Friday, August 21, 2015

It Make Me Cry

In April of this year, I walked into a church to hear some folks sing.  Can I be really honest with you?  I wasn't looking for a new church.  I'd allowed satan to get me very discouraged on the church front.  I'd decided, the best I could do was endure.  Now if you know me you know one thing, I don't 'endure' well.  I'm a fixer and when I see things broken, including myself, I want to fix things.  I want to 'make it better'.  But I felt that endure was the best I could do.


I was in church a lot of Sundays,  not faithful as I should have been but no set place, no place where I'd be held accountable or where I'd be missed if I went somewhere else.  What I'm going to say next may sorry like a pity party but that's not my intent.  I don't want to dwell on the negative but I do want to acknowledge that as Christians we get hurt, often by those that we look to for love and/or encouragement.  It may not be rational, it may not be reasonable but the fact is uncaring or callous people can hurt us.  It hurts no less if they are Christians or if they didn't intend to do it.  The pain is real.


That pain has driven many a young or unseasoned Christian from church.  It has given many a doubter the 'dirt' to down the church.  Well we would tell them, they need to just look to God right?  I mean it wasn't God that did it, it was another human.  It wasn't God that forsook them, it was a man-made church.  Ok, read those words over and no matter how many times you say it, the hurting person is still hurting.  Instead of judging or condemning for allowing a 'person' to be bigger to them than God, how about we just step up and say the real reason we throw those sayings out to those that have been hurt is we don't want to take responsibility for the hurt we have caused. 


Back to April, I walked into that church because my granddaughter loved to hear the Browders sing.  We had only been there a few minutes when she saw on the Powerpoint that rising 2nd-6th graders were going to camp that summer and she said "I want to go to camp".  I told her we didn't go there to church, she said "I don't care, I want to go to camp".  So I told her 'maybe'.   There was such a sweet spirit in the church that day.  It was one of those 'wrap you up in it' feelings that you couldn't deny.  The preacher got up and told about the bus trouble that the Browders were having and that because of that, they would be at the church that night too.  Erin looked at me and said 'are we coming back?'  I gave my standard 'maybe'.


Almost from the first song, the tears began to flow.  Now I really enjoy the Browders singing but I knew the tears were the Holy Ghost ministering.  I cried out to God as I sat in that seat.  I asked Him to forgive me for allowing people to interfere with my relationship with Him. I was in awe of how He blessed me that morning.  And yes, we went back that night, again the Lord really blessed during the service and my praise was flowing from my heart.  I asked myself why I had never visited the church before, I'd known the pastor for years.  And I realized the distance from the house was the reason why.

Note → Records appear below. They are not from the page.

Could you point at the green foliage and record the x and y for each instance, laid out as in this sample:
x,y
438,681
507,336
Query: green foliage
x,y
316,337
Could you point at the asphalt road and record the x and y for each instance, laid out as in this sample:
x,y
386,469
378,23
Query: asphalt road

Erin's mind was made up, she wanted to go back.  They had Pastor's Pals that sang before most services, she felt at home from the first moment we walked in.  And to be honest so did I.  Over the next few weeks a number of things happened, I was sick, then papa died.  I didn't call Pastor Robbie, I'd only visited there a couple of times.  I almost did.  I look back and realize that if I had, he and Trinity would have been there to help, that's just who they are.


I realized one day soon after as I was listening to the radio, why I felt at home there.  It wasn't just the old time preaching and singing, it wasn't just the friendly people, while those were awesome.  But as I listened to the Bowlings sing 'That's What I Missed The Most', I realized that freedom of the Holy Ghost to move in hearts and to 'rearrange' services is what my heart had been missing. 


Someone asked recently, 'why do you drive there?' and my answer is simple this is where God put me, this is where I get fed, it is where my toes get stepped on when I'm not in line with God and where I get encouragement when I am.  It is where I found my desire to sing again and to write again.  Well, there and some awesome retreats that I've gone to and heard people speak directly to what I've carried in my  heart for years.  But God has used both those speakers and my church to revive my heart.  I know that today or tomorrow the devil will try to take me back to that place where I had no song.  I will not say that I will never go there again but I will say with God's help I will not go there. 


Sometimes tears are from sorrow but other times, tears are cleansing, they are refreshing.  Yes, my first service at Trinity I cried a lot and I've cried at other services there as well.  I've also rejoiced and praised and prayed and confessed.  That is why it feels like home.


I've sat in services where I've learned things from the scriptures, I'm one of those 'simple' folks, I love a good object lesson.  I love the message to be easy to understand, even though at times it is hard to apply.  A recent conversation on Facebook regarding folks wanting a 'feel good religion or church'.  I don't want or need that but I'm also thankful that God allows me to feel His presence.  He sometimes wraps me in His love in a way that I can't fully describe.